Di ruang tamu, di depan papan leluhur, ditaruh meja persegi empat, dupa, lilin, kertas sembahyang, teh, mangkuk, sumpit.

Di tengah-tengah meja dipersembahkan sesajian:
Onde.
Kue merah.
Kue mangkuk.
Lumpia.
Buah musiman.
Bakcang.
Dan lain sebagainya. Ditaruh memenuhi meja.

Ibu saya bersujud 3 kali, kemudian duduk di kursi ruang tamu, tak lama ia pun mengantuk.

Tiba-tiba, ia melihat, kakek nenek datang bersama, kakek berkata dengan serius, "Lihat, kamu sebagai seorang ibu, Sheng-yen begitu kecil, merangkak di lantai, kamu harus lebih memperhatikannya, jangan biarkan ia membawa benda berbahaya dan dimainkan, jika terjadi kecelakaan, kita tidak bisa pertanggungjawabkan pada langit dan bumi."

Nenek berkata, "Tiga hari lagi, tempat ini akan turun hujan lebat dan kebanjiran, ember beras yang kamu taruh terlalu rendah, jika terendam air tidak dapat dimakan lagi, lekas taruh di tempat tinggi."

Ibu saya sedang mengantuk, mendengar ucapan kakek nenek, seketika terbangun.

Ia lebih dulu mencari saya.

Ia lebih dulu melihat saya sendiri, merangkak di atas kasur tempat tidur, tangan membawa sebuah gunting, sedang dimainkan, sangat bahaya, jika silap bisa tertancap ke mata sendiri

Ia merebut gunting saya.

Gunting ini ia gunakan untuk menjahit, mengapa bisa ada di tangan saya?

Ia tidak habis pikir.

Saat ini, ibu teringat lagi ucapan nenek, apakah ucapan nenek bisa tepat?

Bagaimana pun, ucapan kakek telah terbukti, ucapan nenek juga harus didengarkan.

Ia angkat ember beras yang ditaruh di tempat rendah, ditaruh di atas lemari yang lebih tinggi.

Ayah pulang kerja, melihat ember beras di atas lemari, dianggap merusak pemandangan, meminta ibu untuk menurunkannya.

Ibu bersikeras tidak menurunkannya.

Konon kedua orang tua saya sempat bertengkar.

Ibu berkata, "Itu ucapan nenek."

Ayah berkata, "Tahayul, setelah manusia meninggal dunia, tidak ada lagi, ucapan hantu ini tidak boleh dipercaya."

Tiga hari kemudian.

Tak disangka turun hujan deras, hujan deras turun selama 5 jam, banjir besar, banjir di jalanan masuk ke dalam rumah setiap orang, rumah kebanjiran, hampir mengenai tempat tidur.

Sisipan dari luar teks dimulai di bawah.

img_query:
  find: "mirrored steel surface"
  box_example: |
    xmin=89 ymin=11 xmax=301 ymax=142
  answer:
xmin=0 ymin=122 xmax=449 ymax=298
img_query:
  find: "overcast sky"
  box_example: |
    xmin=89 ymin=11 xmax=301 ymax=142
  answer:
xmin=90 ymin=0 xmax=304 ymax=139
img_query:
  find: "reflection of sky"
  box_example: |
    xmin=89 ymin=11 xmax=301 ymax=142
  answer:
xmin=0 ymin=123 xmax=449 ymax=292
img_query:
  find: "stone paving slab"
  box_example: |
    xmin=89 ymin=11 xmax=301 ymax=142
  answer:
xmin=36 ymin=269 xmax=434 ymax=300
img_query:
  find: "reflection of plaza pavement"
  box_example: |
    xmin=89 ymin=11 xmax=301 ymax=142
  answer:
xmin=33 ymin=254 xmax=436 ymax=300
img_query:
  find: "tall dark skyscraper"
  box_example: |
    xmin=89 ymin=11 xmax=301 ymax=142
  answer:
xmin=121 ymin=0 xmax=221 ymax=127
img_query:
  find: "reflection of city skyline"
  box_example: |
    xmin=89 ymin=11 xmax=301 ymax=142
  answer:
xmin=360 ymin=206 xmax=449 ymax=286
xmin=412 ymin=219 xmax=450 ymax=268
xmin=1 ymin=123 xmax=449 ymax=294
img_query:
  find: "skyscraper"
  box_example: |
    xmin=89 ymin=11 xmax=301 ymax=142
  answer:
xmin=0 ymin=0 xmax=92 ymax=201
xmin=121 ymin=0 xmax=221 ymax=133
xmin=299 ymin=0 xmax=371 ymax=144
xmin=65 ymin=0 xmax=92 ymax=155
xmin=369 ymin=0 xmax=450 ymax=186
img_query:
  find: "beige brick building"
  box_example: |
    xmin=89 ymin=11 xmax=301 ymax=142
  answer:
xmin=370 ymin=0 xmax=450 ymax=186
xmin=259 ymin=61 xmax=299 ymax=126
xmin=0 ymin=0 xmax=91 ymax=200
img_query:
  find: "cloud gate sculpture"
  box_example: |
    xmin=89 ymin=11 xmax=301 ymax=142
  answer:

Untung, ember beras di atas lemari, tidak terendam air, pada zaman itu, ember beras sangat penting.

Ibu berkata pada saya, "Sembahyang leluhur, leluhur benar-benar datang, ini adalah kisah nyata." Setelah saya dewasa, ibu baru menceritakan kisah ini pada saya.

Saya berkata:

Kongzi berkata, menghormati dewa, ibarat dewa ada.

Sekarang saya ubah:

Menghormati dewa, dewa ada. Kata "ibarat", saya hapus.

(Karena saya mampu berkomunikasi dengan makhluk halus)

Inilah:

Apa yang dibutuhkan oleh dunia roh, marilah kita berusaha memenuhinya.

Orang zaman sekarang yang bisa sembahyang leluhur, sepertinya makin lama makin sedikit. Apa kesan dan pendapat leluhur?